Photos is quite frankly an awful piece of software. Ive long been a fan of Aperture and iPhoto but Apple abandonned photography for serious photographers with Photos and Ive now moved fully over to Photoshop CC and Lightroom CC. 
Now the company is run by an accountant I doubt they care much about professional or niche markets.


----------



## neuroanatomist (May 5, 2015)

Yay. Now if I get a 5Ds it will work with Photos. Ok, not so yay. :

(Actually, I'm still using Aperture for library management, and will keep doing so until a future OS X update breaks it.)


----------



## RGF (May 5, 2015)

Wonder how they got their hands on a 5DS(R) to develop the software.


----------



## dolina (May 5, 2015)

neuroanatomist said:


> Yay. Now if I get a 5Ds it will work with Photos. Ok, not so yay. :
> 
> (Actually, I'm still using Aperture for library management, and will keep doing so until a future OS X update breaks it.)


Same with you I will be using Aperture until a time when it stops working.
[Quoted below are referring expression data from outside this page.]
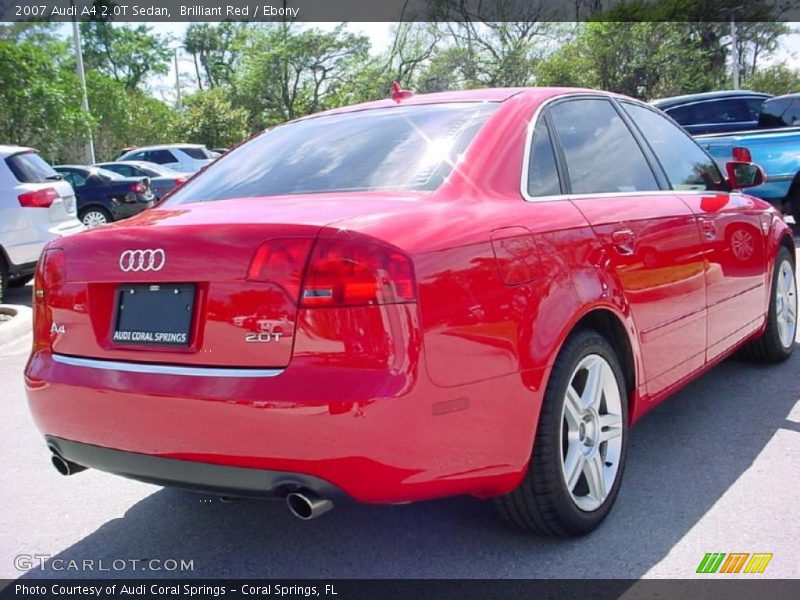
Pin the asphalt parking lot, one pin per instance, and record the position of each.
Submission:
(715, 469)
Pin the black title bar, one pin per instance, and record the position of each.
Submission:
(399, 10)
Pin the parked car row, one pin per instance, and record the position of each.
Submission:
(39, 202)
(748, 126)
(473, 292)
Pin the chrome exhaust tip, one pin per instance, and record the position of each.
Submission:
(64, 466)
(307, 506)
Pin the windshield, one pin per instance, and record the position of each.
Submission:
(107, 175)
(197, 152)
(410, 148)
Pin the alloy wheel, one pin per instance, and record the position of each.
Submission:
(94, 218)
(786, 304)
(591, 433)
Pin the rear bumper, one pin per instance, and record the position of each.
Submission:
(378, 435)
(195, 476)
(123, 210)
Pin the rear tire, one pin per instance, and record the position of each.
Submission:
(578, 458)
(777, 342)
(95, 217)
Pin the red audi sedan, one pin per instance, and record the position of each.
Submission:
(460, 293)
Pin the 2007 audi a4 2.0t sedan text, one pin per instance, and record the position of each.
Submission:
(457, 293)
Aperture was a major reason why I still bought a Mac despite Windows' strides to improvement. With other RAW workflows being crossplatform I may buy a custom built PC. 
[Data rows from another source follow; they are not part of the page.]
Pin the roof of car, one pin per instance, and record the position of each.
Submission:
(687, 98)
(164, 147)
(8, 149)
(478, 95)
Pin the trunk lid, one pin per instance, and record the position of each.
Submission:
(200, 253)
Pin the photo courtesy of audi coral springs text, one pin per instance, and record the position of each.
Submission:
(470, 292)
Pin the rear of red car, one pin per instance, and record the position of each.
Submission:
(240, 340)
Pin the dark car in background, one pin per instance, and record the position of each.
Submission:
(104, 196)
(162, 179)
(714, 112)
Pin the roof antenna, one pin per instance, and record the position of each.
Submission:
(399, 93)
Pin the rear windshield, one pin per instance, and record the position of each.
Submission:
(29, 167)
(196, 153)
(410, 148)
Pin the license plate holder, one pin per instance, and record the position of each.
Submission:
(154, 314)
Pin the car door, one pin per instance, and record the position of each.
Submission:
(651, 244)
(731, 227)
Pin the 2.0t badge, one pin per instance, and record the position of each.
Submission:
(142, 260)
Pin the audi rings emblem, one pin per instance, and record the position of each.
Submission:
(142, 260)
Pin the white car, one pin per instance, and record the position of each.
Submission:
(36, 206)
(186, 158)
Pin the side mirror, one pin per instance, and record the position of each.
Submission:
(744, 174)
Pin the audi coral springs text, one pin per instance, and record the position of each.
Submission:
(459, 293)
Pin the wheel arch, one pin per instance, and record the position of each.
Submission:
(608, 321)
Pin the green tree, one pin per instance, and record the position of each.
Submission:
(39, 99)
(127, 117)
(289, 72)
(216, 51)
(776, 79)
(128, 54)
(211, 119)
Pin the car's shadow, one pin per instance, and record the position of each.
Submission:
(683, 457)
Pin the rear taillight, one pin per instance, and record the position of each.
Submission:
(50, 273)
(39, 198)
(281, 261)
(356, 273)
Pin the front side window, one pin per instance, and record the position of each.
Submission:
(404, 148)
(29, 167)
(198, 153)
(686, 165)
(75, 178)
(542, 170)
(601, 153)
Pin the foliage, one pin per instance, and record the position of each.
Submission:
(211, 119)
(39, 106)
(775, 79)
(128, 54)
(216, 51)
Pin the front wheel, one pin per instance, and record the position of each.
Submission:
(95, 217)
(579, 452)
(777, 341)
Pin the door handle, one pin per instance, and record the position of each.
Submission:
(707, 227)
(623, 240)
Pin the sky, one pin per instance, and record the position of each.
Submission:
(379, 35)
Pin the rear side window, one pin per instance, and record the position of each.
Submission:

I do wonder if I can use RAWs from a 5DSR beta body.


----------



## neuroanatomist (May 5, 2015)

RGF said:


> Wonder how they got their hands on a 5DS(R) to develop the software.



No doubt Canon supplies them with RAW files, I don't see why they'd need an actual camera for Camera RAW updates, given that USB interfaces follow a standard protocol. Similarly, Apple provides alpha/beta OS updates to Canon for them to test their software in that environment.


----------



## dolina (May 5, 2015)

neuroanatomist said:


> RGF said:
> 
> 
> > Wonder how they got their hands on a 5DS(R) to develop the software.
> ...


Didn't you just hit 10,000 posts last month?


----------



## PureClassA (May 5, 2015)

I don't know what the sales figures of Aperture were, but I suspect the larger sales of things like LR plus the fact that apple is more interested in quick and dirty apps like iPhoto which is far more akin to their average picture taking user (facebook/instagram iPhone shooters). Was there some official statement from Apple as to why they dumped the software?


----------



## JMZawodny (May 5, 2015)

Only works for OS X 10.10.


----------



## melbournite (May 5, 2015)

neuroanatomist said:


> (Actually, I'm still using Aperture for library management, and will keep doing so until a future OS X update breaks it.)



Me to. I'm using it on 10.9 and since this update is only for 10.10 does this mean they will never update Digital Camera RAW for older operating systems? Does anybody have an idea about this?

(I just bought an M3 and I'm restricted to using JPG's with my current setup).


----------



## neuroanatomist (May 6, 2015)

melbournite said:


> neuroanatomist said:
> 
> 
> > (Actually, I'm still using Aperture for library management, and will keep doing so until a future OS X update breaks it.)
> ...



You need to update the OS to get support for newer cameras. 

https://support.apple.com/en-us/HT201071

But...no point for now, since it appears Yosemite doesn't support the M3 anyway.


----------



## Canon1 (May 7, 2015)

melbournite said:


> neuroanatomist said:
> 
> 
> > (Actually, I'm still using Aperture for library management, and will keep doing so until a future OS X update breaks it.)
> ...



You could shoot in raw and use dpp to batch convert the files to tif. Not quite a raw or DNG file but pretty close. Certainly better than jpg.


----------



## melbournite (May 7, 2015)

Thanks both Neuro and Canon1 for your answers and suggestions.

I keep forgetting the consequences of early adoption.


----------



## neuroanatomist (May 7, 2015)

If you buy a new model and want to shoot RAW, that often means DPP is part of your workflow for a period of time.


----------



## balvert (May 7, 2015)

I gave up on Apple photography software when Apple gave up on it. I use Lightroom, Perfect Photo Suite and NIK Collection. I still have Aperture on the computer but will be uninstalling it as I have no longer any use for it.


----------